Let me be perfectly clear: Despite what activists claim, children are emphatically NOT being taught post-funk techno-industrial nü-metal in schools. This is, frankly, a ridiculous charge. Children are being taught funk-infused synthetic post-punk neo-metal, as required by state guidelines that have been in place for more than a decade.
The first time I heard this accusation, I scarcely believed it was serious. A clip of a parent waving a Staind album popped up on my Twitter feed, and I almost burst out laughing. As if we would ever impose the rap-infused caterwauling of Staind -- or for that matter Korn or Papa Roach -- on children! Obviously, those offerings would be better suited to a college-level Intro To Thrash course. The idea that teachers across the country are putting on Kid Rock's "Bawitdaba" and saying "class, what are the etymological origins of the line 'Bawitdaba da bang da bang diggy diggy'?" doesn't pass the laugh test.
Here's the truth: A child's metal education starts with the classics. So: Judas Priest, Motörhead, and anything Ozzy (though a teacher may choose to focus specifically on Sabbath). From there, coursework progresses commensurate with the child's ability to recognize which bands totally fucking shred. By middle school, a student should be able to differentiate between the take-no-prisoners slaying of Pantera or Dream Theatre and the drop-D poseurism of Soundgarden or Faith No More. By graduation, a student should know the difference between black metal and goth metal, be able to accurately arrange bands according to djent-ness, and be able to explain how Dave Mustaine's departure from Metallica led to the collapse of glam metal in the early '90s.

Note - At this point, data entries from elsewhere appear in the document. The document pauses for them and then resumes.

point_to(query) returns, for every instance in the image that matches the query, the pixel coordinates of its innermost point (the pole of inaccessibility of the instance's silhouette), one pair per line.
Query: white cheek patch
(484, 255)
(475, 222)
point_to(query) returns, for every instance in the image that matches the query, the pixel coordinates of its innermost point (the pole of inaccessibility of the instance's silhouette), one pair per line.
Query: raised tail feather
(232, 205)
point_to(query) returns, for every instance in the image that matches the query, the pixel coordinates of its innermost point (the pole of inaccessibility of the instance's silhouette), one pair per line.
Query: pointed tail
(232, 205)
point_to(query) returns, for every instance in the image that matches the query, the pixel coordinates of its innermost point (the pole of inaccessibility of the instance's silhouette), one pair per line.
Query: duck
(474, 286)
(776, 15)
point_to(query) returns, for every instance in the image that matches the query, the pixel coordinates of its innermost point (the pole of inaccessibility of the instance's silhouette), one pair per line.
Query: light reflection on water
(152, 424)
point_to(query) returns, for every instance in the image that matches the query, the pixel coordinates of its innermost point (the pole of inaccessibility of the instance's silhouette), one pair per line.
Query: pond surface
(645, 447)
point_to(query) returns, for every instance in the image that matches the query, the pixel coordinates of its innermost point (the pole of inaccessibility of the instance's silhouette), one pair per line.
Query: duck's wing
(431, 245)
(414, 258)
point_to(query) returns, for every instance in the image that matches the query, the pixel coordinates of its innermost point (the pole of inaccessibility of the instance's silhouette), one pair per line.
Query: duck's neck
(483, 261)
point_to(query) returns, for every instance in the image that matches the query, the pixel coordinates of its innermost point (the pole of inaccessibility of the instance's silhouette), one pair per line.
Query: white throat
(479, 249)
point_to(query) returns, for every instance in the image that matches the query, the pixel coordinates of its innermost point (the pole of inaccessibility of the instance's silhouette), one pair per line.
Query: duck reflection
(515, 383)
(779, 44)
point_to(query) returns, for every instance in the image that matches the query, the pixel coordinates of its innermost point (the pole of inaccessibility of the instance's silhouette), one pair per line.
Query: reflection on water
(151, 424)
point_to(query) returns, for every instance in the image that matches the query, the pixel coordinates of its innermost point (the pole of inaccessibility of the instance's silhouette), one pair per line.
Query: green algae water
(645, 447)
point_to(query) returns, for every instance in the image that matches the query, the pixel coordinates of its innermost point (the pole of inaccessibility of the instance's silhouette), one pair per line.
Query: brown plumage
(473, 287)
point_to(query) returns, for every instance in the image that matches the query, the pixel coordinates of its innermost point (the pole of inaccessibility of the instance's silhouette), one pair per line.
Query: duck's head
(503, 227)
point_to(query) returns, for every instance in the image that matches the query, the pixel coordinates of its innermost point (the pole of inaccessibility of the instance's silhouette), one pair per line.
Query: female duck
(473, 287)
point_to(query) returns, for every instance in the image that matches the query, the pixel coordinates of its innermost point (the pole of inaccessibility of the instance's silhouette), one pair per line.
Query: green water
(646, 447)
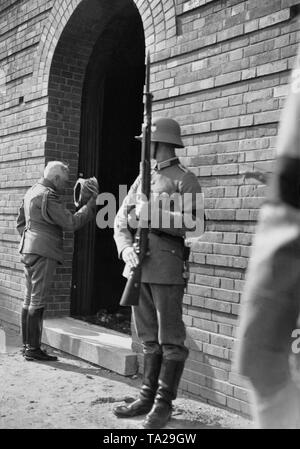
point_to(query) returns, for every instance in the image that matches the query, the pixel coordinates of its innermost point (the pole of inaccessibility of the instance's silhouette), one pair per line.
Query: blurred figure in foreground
(272, 293)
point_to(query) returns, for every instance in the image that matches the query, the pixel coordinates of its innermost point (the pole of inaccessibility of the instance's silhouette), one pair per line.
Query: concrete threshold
(101, 346)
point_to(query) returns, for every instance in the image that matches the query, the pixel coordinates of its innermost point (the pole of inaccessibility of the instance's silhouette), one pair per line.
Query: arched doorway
(111, 115)
(94, 111)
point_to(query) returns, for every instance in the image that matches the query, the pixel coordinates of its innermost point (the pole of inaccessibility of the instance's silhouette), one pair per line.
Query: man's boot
(34, 329)
(152, 364)
(24, 314)
(169, 378)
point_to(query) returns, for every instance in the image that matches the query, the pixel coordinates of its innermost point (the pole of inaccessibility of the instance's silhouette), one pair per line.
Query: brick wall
(220, 67)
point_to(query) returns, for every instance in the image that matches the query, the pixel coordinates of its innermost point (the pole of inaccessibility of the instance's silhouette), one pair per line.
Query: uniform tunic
(41, 221)
(158, 317)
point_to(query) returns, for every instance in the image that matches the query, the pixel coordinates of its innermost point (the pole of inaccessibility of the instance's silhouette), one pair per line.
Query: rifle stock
(130, 296)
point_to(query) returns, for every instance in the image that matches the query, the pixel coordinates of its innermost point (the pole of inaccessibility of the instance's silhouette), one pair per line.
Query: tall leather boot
(152, 365)
(34, 335)
(24, 314)
(169, 378)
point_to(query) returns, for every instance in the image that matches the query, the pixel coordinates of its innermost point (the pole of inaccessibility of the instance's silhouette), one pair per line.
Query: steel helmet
(166, 130)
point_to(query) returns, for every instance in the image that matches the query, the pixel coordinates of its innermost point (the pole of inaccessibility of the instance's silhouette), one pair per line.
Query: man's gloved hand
(130, 257)
(84, 190)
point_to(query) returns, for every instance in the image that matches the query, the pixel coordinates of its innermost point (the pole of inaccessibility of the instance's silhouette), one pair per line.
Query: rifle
(131, 292)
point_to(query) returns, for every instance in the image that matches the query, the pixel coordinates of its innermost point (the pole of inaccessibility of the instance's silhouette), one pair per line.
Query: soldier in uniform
(158, 317)
(41, 221)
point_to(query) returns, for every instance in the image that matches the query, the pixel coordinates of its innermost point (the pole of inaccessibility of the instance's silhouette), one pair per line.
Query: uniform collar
(167, 163)
(45, 182)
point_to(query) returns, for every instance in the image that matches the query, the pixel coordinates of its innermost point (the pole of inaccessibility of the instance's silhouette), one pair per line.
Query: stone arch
(115, 33)
(159, 20)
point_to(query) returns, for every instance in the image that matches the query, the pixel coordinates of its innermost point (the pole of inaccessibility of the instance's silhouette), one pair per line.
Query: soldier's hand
(142, 210)
(130, 257)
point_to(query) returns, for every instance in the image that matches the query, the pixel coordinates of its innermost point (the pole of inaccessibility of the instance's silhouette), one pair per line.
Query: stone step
(101, 346)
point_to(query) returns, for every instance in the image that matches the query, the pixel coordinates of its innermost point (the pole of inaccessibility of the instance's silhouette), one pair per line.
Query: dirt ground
(73, 394)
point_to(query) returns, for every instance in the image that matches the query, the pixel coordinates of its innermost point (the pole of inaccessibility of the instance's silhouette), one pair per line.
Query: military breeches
(158, 320)
(39, 272)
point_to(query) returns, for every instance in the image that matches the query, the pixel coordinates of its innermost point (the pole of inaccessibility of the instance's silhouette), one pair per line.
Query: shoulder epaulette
(183, 168)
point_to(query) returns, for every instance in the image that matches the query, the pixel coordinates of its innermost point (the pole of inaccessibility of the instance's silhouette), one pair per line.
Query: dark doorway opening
(111, 115)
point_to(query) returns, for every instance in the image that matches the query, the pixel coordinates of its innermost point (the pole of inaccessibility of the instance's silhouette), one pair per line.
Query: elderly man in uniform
(41, 221)
(158, 317)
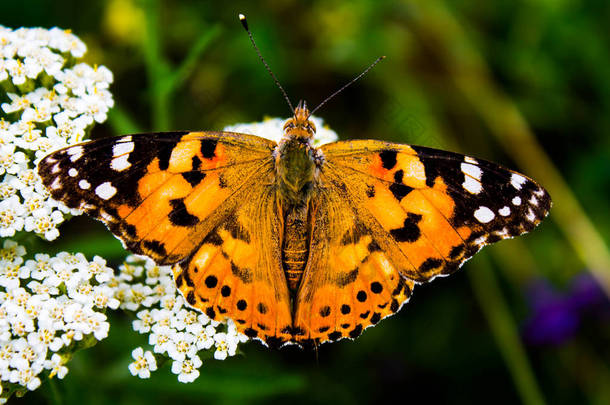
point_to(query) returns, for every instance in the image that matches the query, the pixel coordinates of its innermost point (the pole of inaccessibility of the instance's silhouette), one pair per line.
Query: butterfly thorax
(296, 167)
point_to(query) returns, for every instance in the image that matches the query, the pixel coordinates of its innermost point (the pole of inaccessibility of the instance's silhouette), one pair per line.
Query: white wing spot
(56, 183)
(121, 163)
(75, 152)
(106, 216)
(539, 192)
(480, 241)
(517, 181)
(504, 211)
(105, 190)
(484, 215)
(122, 148)
(502, 232)
(471, 185)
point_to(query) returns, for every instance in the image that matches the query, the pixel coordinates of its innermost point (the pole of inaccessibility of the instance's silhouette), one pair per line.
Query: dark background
(524, 83)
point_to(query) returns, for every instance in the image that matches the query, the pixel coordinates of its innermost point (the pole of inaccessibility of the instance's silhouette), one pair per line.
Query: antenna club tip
(243, 20)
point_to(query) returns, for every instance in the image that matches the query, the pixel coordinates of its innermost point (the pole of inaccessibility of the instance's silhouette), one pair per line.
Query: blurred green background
(521, 82)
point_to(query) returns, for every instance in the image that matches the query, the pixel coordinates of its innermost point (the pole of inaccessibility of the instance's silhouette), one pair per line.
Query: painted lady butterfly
(296, 244)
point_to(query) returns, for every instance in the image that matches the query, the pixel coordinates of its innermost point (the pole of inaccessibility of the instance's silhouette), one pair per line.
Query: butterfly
(295, 244)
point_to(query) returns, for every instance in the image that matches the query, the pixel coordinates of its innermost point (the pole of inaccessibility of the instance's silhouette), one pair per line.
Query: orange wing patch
(159, 193)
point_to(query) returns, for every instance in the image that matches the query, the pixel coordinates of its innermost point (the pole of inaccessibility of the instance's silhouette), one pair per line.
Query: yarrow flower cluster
(49, 308)
(174, 330)
(48, 101)
(273, 129)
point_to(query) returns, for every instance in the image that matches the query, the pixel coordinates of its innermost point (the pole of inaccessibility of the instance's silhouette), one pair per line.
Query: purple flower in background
(557, 315)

This basic framework has existed since Zeppelin. What's changed is parents' belief -- stoked by activists -- that the curriculum includes the body of work known as nü-metal. Part of the confusion seems to stem from a lack of understanding about what, exactly, nü-metal is. Some parents think that any post-grunge, hip-hop infused guitar rock that relies on syncopated rhythms and minor-key tonalities is nü-metal. In one clip that's been circulating on social media, a parent refers to Primus as nü-metal -- this is absolute madness. Primus is nü-metal about as much as Mercyful Fate is Krautrock!
In my class, I teach an extensive unit on post-punk modern metal that draws from funk and the hard-industrial bands of the '90s (Rammstein, Pitchshifter). But this is neo-metal, not nü-metal. And yet, activists push their agenda by blurring the line between the two. For example, I have repeatedly heard bands like Nine Inch Nails and Angelspit referred to as "techno". They are not techno! They're synthetic. Techno bands use a foundation of electronically-created synthetic sounds; synthetic bands use technology to modify the sounds of traditional instruments. Anyone who claims not to see the difference is either arguing in bad faith or just an idiot.
Where does this end? Will we reach a point at which we decide not to teach our children about Slayer or Tool? Will teachers be hauled off to jail for exposing students to Antrhax's "Among the Living"? This is erasing history. This is a scare tactic from people with a political agenda. Activists are whipping parents into a frenzy, making them think that I'm playing Slipknot in class, which is lunacy. The closest I get to Slipknot is a two-week unit on Joey Jordison's post-Slipknot band Murderdolls.
We must never lose sight of the fact that what matters most is the children. If we send them out into the world thinking that AC/DC are the same band when fronted by Brian Johnson as they were with Bon Scott, or that war metal ended with Sepultura, then we haven't prepared them for life. Nothing matters more to me than my students' education, and I don't want to see that compromised by cynical activists who wouldn't know a double-kick from a blast beat if it head-butted them in a mosh pit.
I'm just angry about how much of this I wasn't taught in school.
I went to a black metal high school, so the contentious debate was whether to teach ambient doom or funeral doom.
On a related point, the prom sucked.